The work is titled after my hometown in central Pennsylvania, a lot of the images are based on memories or experiences or feelings I had growing up there. It isn’t a documentary project, many of the images aren’t even made in this town. But when I was making this work, I was reflecting a lot on the culture there, how it impacted me, how it shaped me. I was thinking a lot about fantasy, ideas of normalcy, the pressure to conform – and the side effects to his behaviour that can be toxic.
Happy Valley is actually your hometown. Can you tell us more about it?
Yes, it’s a college football town, and used to be one of the largest party schools in the country. There are aspects of the culture here that really impacted me as a young woman. The gender dynamics are really extreme. When I was around 14, I spent one year in Ireland. When I came back, most of my friends had started going out to parties and embracing the college party culture. The idea of what is feminine or masculine is super polarised and rigid. You grow up with these extreme role models, and it’s hard to see anything different or acknowledge the consequences of it all. I’ve been talking to childhood friends recently about the whole experience and it’s been interesting to hear them reflect on growing up in the same culture.
What about the men’s dynamics? Are you interested in that at all?
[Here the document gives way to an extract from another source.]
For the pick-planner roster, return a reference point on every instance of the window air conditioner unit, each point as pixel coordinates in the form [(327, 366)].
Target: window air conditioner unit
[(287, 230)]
A lot of my work is self-motivated, it’s really me trying to look back at these experiences and make sense of them. Or look at certain aspects of my behaviour now (like insecurities or fears), and try to understand where they came from. I think that’s why I make more pictures of women.
How do you think people in your town are reacting to the project?
That’s something I’m still trying to figure out. It’s important to acknowledge that the work is, and, isn’t about the town; many of the themes in the work exist on a much larger scale. This is me working from my own personal experiences, examining my memories and trying to figure things out. It isn’t a documentary project. The pictures are not all made in my hometown, it’s really a metaphor. I’m thinking a lot about what it means to have been shaped by a certain type of culture or fantasy. Making pictures helps me understand how I have been taught to react to the world, or how I experience it, sometimes in negative or fearful ways.
Is there any major influence in photography that inspired you at the beginning?
I think the very first time I had a spiritual experience looking at art was with Rineke Dykstra’s The Buzz Club video which is still one of my favourite pieces.
I saw it at one of her retrospectives when I was in college. It was at a museum, very institutional, somehow intimidating. You walk into the video room and everyone is standing still because they’re all looking at *a serious work of art.* Since she was filming in a nightclub, the sound track feels like you’re inside a club. I remember looking around, the music was loud and it made you want to move, you became really aware of your body. You observe the figures that she was working with, young people, really vulnerable, dancing, taken over by the music as if they’re in a trance.
I loved the idea of taking an experience from pop culture and putting it into an art space. It was something that I really could relate to.
Something that you could transform or it could explode into something else…
Yes, along with the notion that anything could be valid, anything could be investigated.
The idea that you could take something that might be considered frivolous, like pop music, and incorporate it into something really powerful; it was revelatory and it stayed with me.
Could you tell me what you’re working on right now?
I’ve spent the last two years travelling back and forth between my hometown and New York. I’ve been working with a group of young women there. It’s another project that has made me reflect a lot on a certain age, in many ways, it’s been one of the more challenging projects I’ve worked on. But it still feels really private and personal, I don’t really want to talk about it in detail quite yet.